La notion de fédéralisme asymétrique ou le fédéralisme d’ouverture prôné par Harper représente une voie mitoyenne entre l’indépendance pure et le fédéralisme dogmatique de l’ère Trudeau-Chrétien. Il s’agit d’une vision qui répond aux aspirations identitaires historiques du peuple québécois. Une grande majorité de nos premiers ministres, de Lesage à Charest, en passant par Lévesque et Bouchard, ont vanté à un moment ou à un autre les vertus du fédéralisme asymétrique. Regardons de plus près quelques citations.

René Lévesque, cette icône si souvent mal décodée, déclaraît quelques semaines après l’échec du référendum de 1980 : « La question fondamentale que le Québec se pose dans ses relations fédérales-provinciales est la suivante : est-ce qu’il est possible de renouveler le fédéralisme canadien de façon telle qu’à l’intérieur de ce système, le Québec puisse exercer tous les pouvoirs et détenir tous les leviers qui lui sont nécessaires pour remplir son rôle fondamental de foyer et de patrie d’une des deux nations constituantes qui forment le Canada »[1].

Claude Ryan, le politicien intellectuel qui tenta de concillier son nationalisme et son appartenance au Canada, déclarait dans les pages du Devoir en 1999 : « Le fédéralisme asymétrique, la solution la plus apte, sinon la seule, à produire des résultats satisfaisants pour tous les Canadiens, y compris ceux qui sont au Québec »[2].

Plusieurs autres leaders d’opinion ont vanté la nécessaire flexibilité du fédéralisme canadien, il suffit de consulter par exemple les écrits de Guy Laforêt de l’ADQ ou même ceux de Benoît Pelletier, actuel ministre du parti libéral du Québec.

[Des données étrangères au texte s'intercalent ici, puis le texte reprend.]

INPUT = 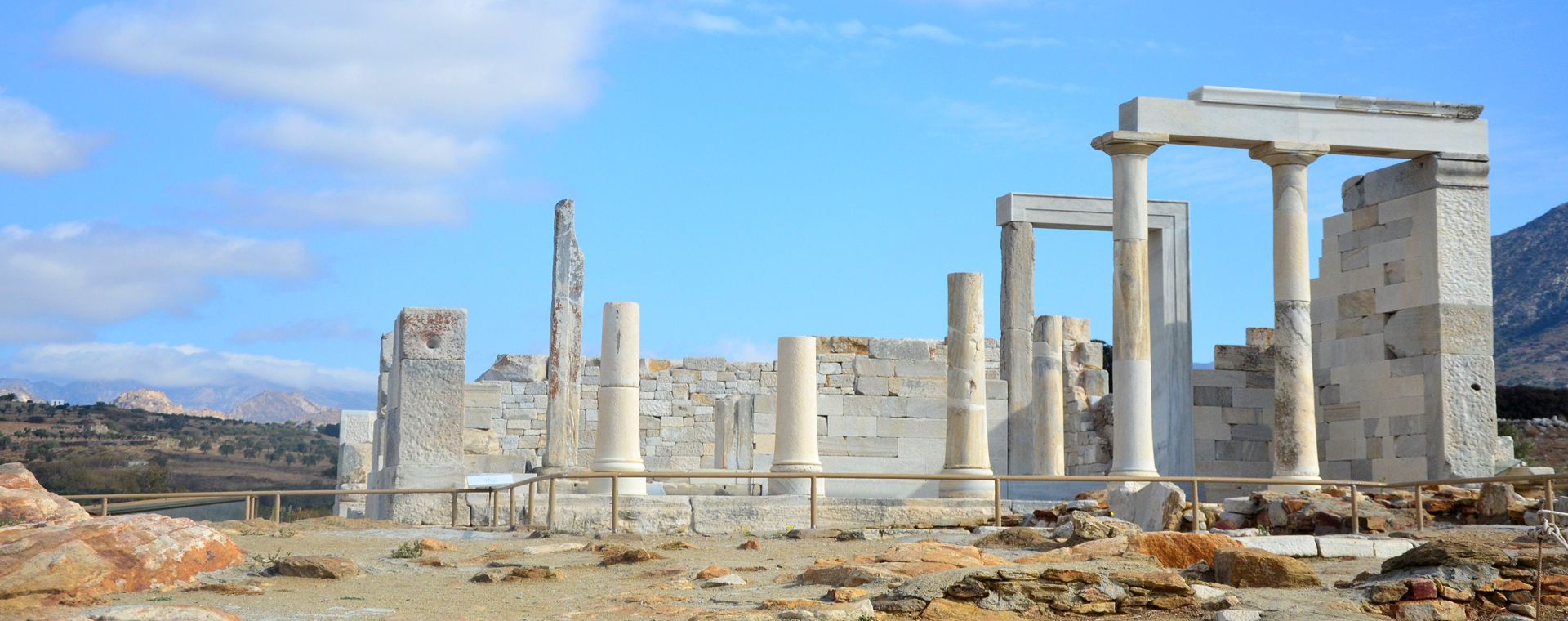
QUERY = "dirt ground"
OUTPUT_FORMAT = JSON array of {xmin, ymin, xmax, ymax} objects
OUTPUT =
[
  {"xmin": 33, "ymin": 517, "xmax": 1565, "ymax": 621},
  {"xmin": 58, "ymin": 517, "xmax": 1543, "ymax": 621}
]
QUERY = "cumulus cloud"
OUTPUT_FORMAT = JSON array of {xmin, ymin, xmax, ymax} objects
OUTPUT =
[
  {"xmin": 895, "ymin": 22, "xmax": 964, "ymax": 44},
  {"xmin": 60, "ymin": 0, "xmax": 607, "ymax": 123},
  {"xmin": 5, "ymin": 342, "xmax": 376, "ymax": 392},
  {"xmin": 229, "ymin": 319, "xmax": 376, "ymax": 345},
  {"xmin": 0, "ymin": 96, "xmax": 102, "ymax": 177},
  {"xmin": 218, "ymin": 184, "xmax": 469, "ymax": 229},
  {"xmin": 237, "ymin": 111, "xmax": 499, "ymax": 174},
  {"xmin": 0, "ymin": 223, "xmax": 314, "ymax": 342}
]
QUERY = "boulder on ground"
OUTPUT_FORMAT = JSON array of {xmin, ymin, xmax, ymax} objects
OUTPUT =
[
  {"xmin": 273, "ymin": 555, "xmax": 359, "ymax": 580},
  {"xmin": 0, "ymin": 461, "xmax": 89, "ymax": 525},
  {"xmin": 1050, "ymin": 512, "xmax": 1143, "ymax": 546},
  {"xmin": 1018, "ymin": 532, "xmax": 1242, "ymax": 570},
  {"xmin": 0, "ymin": 464, "xmax": 245, "ymax": 610},
  {"xmin": 1383, "ymin": 541, "xmax": 1513, "ymax": 574},
  {"xmin": 1214, "ymin": 547, "xmax": 1322, "ymax": 588},
  {"xmin": 975, "ymin": 527, "xmax": 1055, "ymax": 547},
  {"xmin": 1106, "ymin": 481, "xmax": 1187, "ymax": 532}
]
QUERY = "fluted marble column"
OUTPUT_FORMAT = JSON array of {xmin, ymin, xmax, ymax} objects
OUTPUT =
[
  {"xmin": 1031, "ymin": 315, "xmax": 1068, "ymax": 476},
  {"xmin": 1251, "ymin": 143, "xmax": 1328, "ymax": 491},
  {"xmin": 936, "ymin": 273, "xmax": 994, "ymax": 498},
  {"xmin": 1002, "ymin": 223, "xmax": 1040, "ymax": 474},
  {"xmin": 768, "ymin": 337, "xmax": 823, "ymax": 495},
  {"xmin": 1091, "ymin": 132, "xmax": 1169, "ymax": 489},
  {"xmin": 588, "ymin": 302, "xmax": 648, "ymax": 495}
]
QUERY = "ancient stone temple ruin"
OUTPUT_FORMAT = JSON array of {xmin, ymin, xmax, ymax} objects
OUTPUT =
[{"xmin": 341, "ymin": 87, "xmax": 1513, "ymax": 532}]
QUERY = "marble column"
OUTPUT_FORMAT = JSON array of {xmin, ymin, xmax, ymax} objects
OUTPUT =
[
  {"xmin": 1028, "ymin": 315, "xmax": 1068, "ymax": 476},
  {"xmin": 539, "ymin": 199, "xmax": 583, "ymax": 474},
  {"xmin": 1091, "ymin": 132, "xmax": 1168, "ymax": 489},
  {"xmin": 936, "ymin": 273, "xmax": 994, "ymax": 498},
  {"xmin": 1002, "ymin": 223, "xmax": 1040, "ymax": 474},
  {"xmin": 588, "ymin": 302, "xmax": 648, "ymax": 495},
  {"xmin": 768, "ymin": 337, "xmax": 823, "ymax": 495},
  {"xmin": 1251, "ymin": 143, "xmax": 1328, "ymax": 491}
]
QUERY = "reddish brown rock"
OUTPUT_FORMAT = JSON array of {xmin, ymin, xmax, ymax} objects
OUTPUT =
[
  {"xmin": 1018, "ymin": 532, "xmax": 1242, "ymax": 570},
  {"xmin": 0, "ymin": 514, "xmax": 245, "ymax": 609},
  {"xmin": 1214, "ymin": 547, "xmax": 1322, "ymax": 588}
]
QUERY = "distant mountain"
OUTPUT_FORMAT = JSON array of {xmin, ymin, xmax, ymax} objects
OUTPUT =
[
  {"xmin": 0, "ymin": 378, "xmax": 376, "ymax": 413},
  {"xmin": 1491, "ymin": 203, "xmax": 1568, "ymax": 387},
  {"xmin": 229, "ymin": 391, "xmax": 342, "ymax": 425},
  {"xmin": 109, "ymin": 389, "xmax": 225, "ymax": 418}
]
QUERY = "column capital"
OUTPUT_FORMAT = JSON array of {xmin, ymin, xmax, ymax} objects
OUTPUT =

La tentative du Lac Meech en 1990: un quasi succès

Plusieurs me répondront que les multiples tentatives de renouvellement du fédéralisme ont échoué, que le concept du fédéralisme asymétrique est voué à la même fin et que cela nous conduit inévitablement vers la souveraineté. L’argument ultime invoqué par les souverainistes, c’est l’échec en 1990 de l’accord du Lac Meech qui répondait alors à cinq conditions du Québec pour réintégrer la constitution canadienne. Selon eux et selon de nombreux analystes politiques en herbe, le Canada anglais n’a tout simplement pas voulu faire une place au Québec. Cette lecture de l’histoire est complètement tronquée et j’espère qu’un jour des historiens en proposeront une nouvelle version. Pour ma part, je ne considère pas que Meech fut un échec retentissant et une fin de non-recevoir au Canada anglais. Au contraire, pendant trois ans, de 1987 à 1990, les dix premiers ministres des provinces s’entendaient pour reconnaître le statut distinct du Québec. Il n’aura fallu que quelques personnages libéraux (Trudeau, Clyde Wells, McKenna) pour faire déraper ce qui était jusqu’alors le succès de Mulroney et d'une autre vision du fédéralisme.

Ouais !, voilà une chronique qui traite passablement de constitution alors que ce sujet est devenu tabou au pays depuis 15 ans. Ça ne vous rappelle pas trop de mauvais souvenirs, j'espère. Au delà des dogmes et des idéologies, il demeure, et ce malgré ce qu’en pensent de nombreux souverainistes, que notre identité est depuis longtemps mouvante et ambivalente, déchirée entre un fédéralisme parfois envisageable et le rêve enivrant d’un nouveau pays. Pourquoi ne pas regarder la réalité en face et exiger ce qui collectivement nous rejoint le plus : un Québec autonome à l’intérieur du Canada. Eh oui, je pense que c’est toi Yvon qui avais raison...

Pascal D'amours

Références:

[1] Discours de René Lévesque, Assemblée nationale du Québec, Journal des débats, 5 juin 1980.
[2] Claude Ryan, « La voie d’avenir : un fédéralisme asymétrique » , Le Devoir, 14 juin 1999.